Published online Feb 7, 2015. doi: 10.3748/wjg.v21.i5.1567
Peer-review started: June 13, 2014
First decision: June 27, 2014
Revised: August 11, 2014
Accepted: September 16, 2014
Article in press: September 16, 2014
Published online: February 7, 2015
Processing time: 241 Days and 14.7 Hours
AIM: To remove the migrated bands using a gastrointestinal endoscopic approach. Little is published on complications that can occur.
METHODS: From June 2006 to June 2010, eight patients developed intragastric band migration. Two patients had received their AGB in a different hospital, the remaining six were operated by the same surgeon. In all patients gastrointestinal endoscopic removal of the band was attempted by two individual gastroenterologists. Clinical signs of band migration were: persisted nausea, abdominal pain, weight gain, recurrent infection of the port and tubing system and hematemesis.
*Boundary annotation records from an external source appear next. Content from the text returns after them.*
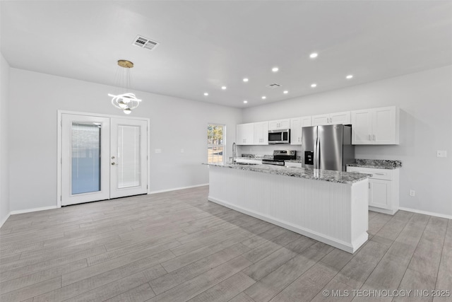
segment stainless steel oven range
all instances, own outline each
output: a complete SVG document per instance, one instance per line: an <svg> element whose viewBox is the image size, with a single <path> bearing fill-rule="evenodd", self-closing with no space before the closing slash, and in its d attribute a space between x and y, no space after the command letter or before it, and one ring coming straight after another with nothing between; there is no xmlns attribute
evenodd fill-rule
<svg viewBox="0 0 452 302"><path fill-rule="evenodd" d="M297 159L297 151L295 150L275 150L273 151L273 158L262 160L263 164L284 165L284 161Z"/></svg>

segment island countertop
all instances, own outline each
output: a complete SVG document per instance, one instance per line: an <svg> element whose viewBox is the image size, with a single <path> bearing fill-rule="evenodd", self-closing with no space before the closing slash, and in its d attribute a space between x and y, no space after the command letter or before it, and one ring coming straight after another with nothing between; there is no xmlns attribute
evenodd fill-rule
<svg viewBox="0 0 452 302"><path fill-rule="evenodd" d="M230 163L205 164L225 168L246 170L267 174L347 184L351 184L367 179L371 175L371 174L357 173L355 172L340 172L330 170L309 169L275 165L244 165Z"/></svg>

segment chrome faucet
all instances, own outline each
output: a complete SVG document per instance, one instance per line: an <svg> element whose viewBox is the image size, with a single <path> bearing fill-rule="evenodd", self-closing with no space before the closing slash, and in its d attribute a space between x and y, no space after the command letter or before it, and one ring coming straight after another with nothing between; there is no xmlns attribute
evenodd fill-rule
<svg viewBox="0 0 452 302"><path fill-rule="evenodd" d="M235 163L235 158L237 157L237 147L235 142L232 143L232 163Z"/></svg>

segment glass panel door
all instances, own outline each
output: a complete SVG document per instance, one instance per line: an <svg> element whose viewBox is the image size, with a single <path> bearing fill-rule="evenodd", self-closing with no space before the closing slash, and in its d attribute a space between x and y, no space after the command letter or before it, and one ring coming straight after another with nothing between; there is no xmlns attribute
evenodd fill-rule
<svg viewBox="0 0 452 302"><path fill-rule="evenodd" d="M145 120L111 119L110 198L147 192L147 126Z"/></svg>
<svg viewBox="0 0 452 302"><path fill-rule="evenodd" d="M61 126L61 205L109 199L109 119L63 114Z"/></svg>
<svg viewBox="0 0 452 302"><path fill-rule="evenodd" d="M72 122L72 194L100 190L101 127L101 124Z"/></svg>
RESULTS: In four patients removal was performed without complications. In two patients extracting the cleaved gastric band into the stomach appeared impossible. The two remaining patients presented with acute hematemesis and melena. One of these patients was readmitted with hematemesis. The other patient started bleeding during the gastroscopy and was converted to a laparoscopy in which one of the branches of the left gastric artery was oversewn.
CONCLUSION: Band migration after gastric banding can be life threatening. Gastrointestinal endoscopic removal is a feasible technique that holds the promise of fast reconvalescence.
Core tip: Band migration after gastric banding can be life threatening. Gastrointestinal endoscopic removal is a feasible technique that holds the promise of fast reconvalescence. However, there is a risk for fulminant hemorrhage from the extraction site, even a few weeks after the procedure. It is inadvisable to postpone re-intervention when bleeding is suspected when a patient presents with hematemesis or melena.